In particular, a representative office is not allowed to engage in the following activities:
- Engage in trade or purchasing on behalf of the head office or its affiliated company or any similar activity;
- accept purchase orders on behalf of the head office or its affiliated companies;
- coordination of any sale or purchase of goods on behalf of the head office or affiliated companies;
- provide after-sale service of the company goods and other goods that are not produced or sold by the company or its affiliated company;
- provide advice on goods that are not produced by the company or its affiliated company;
- conduct quantity and quality control checks of goods that is not the company or its affiliate company;
- making business reports to any company that is not the head office or its affiliated company;
- ship or export any goods ordered by the head office or affiliated companies;
- disseminating of information concerning goods or services that were sold in Thailand prior to the beginning operations of the Representative Office;
- enter into business contracts on behalf of the head office or its affiliated company;
- acting as “middleman” or “agent” on behalf of the head office or its affiliated company;
- planning or coordinating with any business organization on behalf of the company or its affiliated company;
Opening a representative office in Thailand may be complex and tedious for a foreign company. It may be a bit confusing too as, setting aside the language barrier, the foreign company still needs to be registered with the Ministry of Commerce and all the requirements and process it entails may be a lot different compared to those in their home countries.
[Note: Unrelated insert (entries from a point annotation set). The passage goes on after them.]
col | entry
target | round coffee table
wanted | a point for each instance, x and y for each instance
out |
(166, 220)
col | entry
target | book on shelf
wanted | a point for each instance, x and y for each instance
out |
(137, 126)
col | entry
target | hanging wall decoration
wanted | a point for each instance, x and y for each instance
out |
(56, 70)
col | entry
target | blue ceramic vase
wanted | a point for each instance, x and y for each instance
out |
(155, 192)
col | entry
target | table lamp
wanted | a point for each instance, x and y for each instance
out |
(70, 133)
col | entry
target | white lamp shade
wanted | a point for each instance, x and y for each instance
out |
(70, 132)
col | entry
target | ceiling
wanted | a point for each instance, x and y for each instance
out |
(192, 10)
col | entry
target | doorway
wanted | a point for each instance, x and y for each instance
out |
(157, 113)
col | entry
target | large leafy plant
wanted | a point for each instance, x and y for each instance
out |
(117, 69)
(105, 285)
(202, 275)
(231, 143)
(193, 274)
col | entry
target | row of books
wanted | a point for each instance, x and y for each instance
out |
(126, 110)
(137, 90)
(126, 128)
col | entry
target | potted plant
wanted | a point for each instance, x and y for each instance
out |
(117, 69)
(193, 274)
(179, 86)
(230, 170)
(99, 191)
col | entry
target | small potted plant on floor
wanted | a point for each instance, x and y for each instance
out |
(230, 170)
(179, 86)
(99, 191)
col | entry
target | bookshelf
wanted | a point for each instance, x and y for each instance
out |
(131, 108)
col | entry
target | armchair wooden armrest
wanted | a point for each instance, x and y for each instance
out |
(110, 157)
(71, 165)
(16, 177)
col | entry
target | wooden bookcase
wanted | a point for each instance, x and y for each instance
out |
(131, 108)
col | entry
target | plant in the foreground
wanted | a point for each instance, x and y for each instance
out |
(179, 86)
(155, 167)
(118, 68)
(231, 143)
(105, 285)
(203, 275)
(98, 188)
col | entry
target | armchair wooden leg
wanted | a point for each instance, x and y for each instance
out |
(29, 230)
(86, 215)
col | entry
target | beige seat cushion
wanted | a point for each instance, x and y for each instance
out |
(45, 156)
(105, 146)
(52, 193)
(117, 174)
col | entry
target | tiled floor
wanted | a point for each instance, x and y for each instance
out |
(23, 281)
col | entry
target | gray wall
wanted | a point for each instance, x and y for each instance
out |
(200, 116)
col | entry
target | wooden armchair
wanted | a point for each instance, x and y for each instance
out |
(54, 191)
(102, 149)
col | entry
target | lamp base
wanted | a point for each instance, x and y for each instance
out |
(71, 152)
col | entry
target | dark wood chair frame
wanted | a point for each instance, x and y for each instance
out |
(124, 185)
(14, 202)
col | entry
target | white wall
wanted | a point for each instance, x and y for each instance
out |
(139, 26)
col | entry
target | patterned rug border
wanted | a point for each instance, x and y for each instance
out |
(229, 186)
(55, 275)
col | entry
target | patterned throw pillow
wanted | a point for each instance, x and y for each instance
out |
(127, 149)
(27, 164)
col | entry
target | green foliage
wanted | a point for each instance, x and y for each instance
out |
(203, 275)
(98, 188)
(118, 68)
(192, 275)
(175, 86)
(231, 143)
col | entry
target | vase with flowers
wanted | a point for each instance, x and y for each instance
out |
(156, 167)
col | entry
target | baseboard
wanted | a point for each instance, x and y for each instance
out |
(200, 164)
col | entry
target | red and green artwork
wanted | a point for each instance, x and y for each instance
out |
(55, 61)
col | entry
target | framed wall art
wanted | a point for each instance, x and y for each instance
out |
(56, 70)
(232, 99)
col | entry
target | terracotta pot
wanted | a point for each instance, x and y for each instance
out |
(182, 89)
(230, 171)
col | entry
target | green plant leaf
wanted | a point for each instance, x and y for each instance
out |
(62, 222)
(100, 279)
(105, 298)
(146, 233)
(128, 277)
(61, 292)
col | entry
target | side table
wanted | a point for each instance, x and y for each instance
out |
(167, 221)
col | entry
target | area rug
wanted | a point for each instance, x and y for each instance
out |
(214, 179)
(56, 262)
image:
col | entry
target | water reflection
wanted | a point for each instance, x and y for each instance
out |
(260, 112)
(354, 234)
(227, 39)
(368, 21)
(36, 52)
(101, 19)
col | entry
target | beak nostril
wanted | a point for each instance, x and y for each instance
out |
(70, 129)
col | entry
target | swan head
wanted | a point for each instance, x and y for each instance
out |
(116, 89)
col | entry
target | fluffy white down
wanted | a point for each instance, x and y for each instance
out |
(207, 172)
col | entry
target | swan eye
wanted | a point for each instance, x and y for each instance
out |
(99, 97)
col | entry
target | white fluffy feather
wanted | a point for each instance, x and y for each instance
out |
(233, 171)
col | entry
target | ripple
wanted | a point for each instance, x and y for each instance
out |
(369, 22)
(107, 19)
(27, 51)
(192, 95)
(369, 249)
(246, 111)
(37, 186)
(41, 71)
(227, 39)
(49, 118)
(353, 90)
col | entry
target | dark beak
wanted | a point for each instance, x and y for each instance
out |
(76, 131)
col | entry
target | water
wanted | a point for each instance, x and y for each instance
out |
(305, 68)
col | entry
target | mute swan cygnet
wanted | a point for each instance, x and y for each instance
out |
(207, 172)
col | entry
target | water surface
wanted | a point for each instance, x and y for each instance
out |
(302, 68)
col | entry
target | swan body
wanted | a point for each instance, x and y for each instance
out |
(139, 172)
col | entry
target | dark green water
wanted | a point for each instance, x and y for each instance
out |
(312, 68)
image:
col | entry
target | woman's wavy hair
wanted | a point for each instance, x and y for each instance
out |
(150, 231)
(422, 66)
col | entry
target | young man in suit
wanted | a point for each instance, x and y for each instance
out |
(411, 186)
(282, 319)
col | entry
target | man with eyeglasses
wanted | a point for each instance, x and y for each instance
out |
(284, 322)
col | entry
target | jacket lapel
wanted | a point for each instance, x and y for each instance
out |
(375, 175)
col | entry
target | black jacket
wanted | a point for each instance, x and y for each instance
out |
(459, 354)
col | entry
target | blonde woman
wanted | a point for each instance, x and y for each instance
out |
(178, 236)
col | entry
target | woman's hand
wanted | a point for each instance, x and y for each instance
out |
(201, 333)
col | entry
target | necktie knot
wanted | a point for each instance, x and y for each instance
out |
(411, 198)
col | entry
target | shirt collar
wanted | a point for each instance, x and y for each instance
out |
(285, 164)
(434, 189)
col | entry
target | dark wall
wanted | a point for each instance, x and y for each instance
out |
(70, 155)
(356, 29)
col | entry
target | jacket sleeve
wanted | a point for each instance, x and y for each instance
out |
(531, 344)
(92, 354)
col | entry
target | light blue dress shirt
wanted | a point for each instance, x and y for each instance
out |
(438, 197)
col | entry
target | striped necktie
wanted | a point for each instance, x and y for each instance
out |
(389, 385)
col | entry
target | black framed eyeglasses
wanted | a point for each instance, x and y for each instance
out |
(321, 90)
Nonetheless, obtaining a foreign business license in order to operate in the country is no longer required for representative offices since June 9, 2017.
Even if a company’s representative office does not earn income in Thailand, the corporate expenditures of a representative office, such as registration fees and facility rentals, should be financially backed by its foreign headquarters to address these and other attached corporate fiscal obligations.
However, if the Representative Office offers service outside of its defined scope, the Revenue Department is empowered to subject the Representative Office to the regular Thai corporate income tax on all of its generated income.
A representative office is also required to register and submit regular tax returns to the Thai Revenue Office though no tax payments are required as a corporate entity. However, the same treatment with its employees’ salary is not possible as it has to pay for withholding tax.
Monthly auditing activities done by a registered Thai auditor must be conducted apart from its annual audit on its financial statements.
To fully ensure compliance with the procedures, requirements, and guidelines, foreign companies are advised to engage reputable law and auditing firms. Many Thailand-based law firms have Thai and English-speaking lawyers thereby ensuring good communication and understanding between the clients and the legal advisers.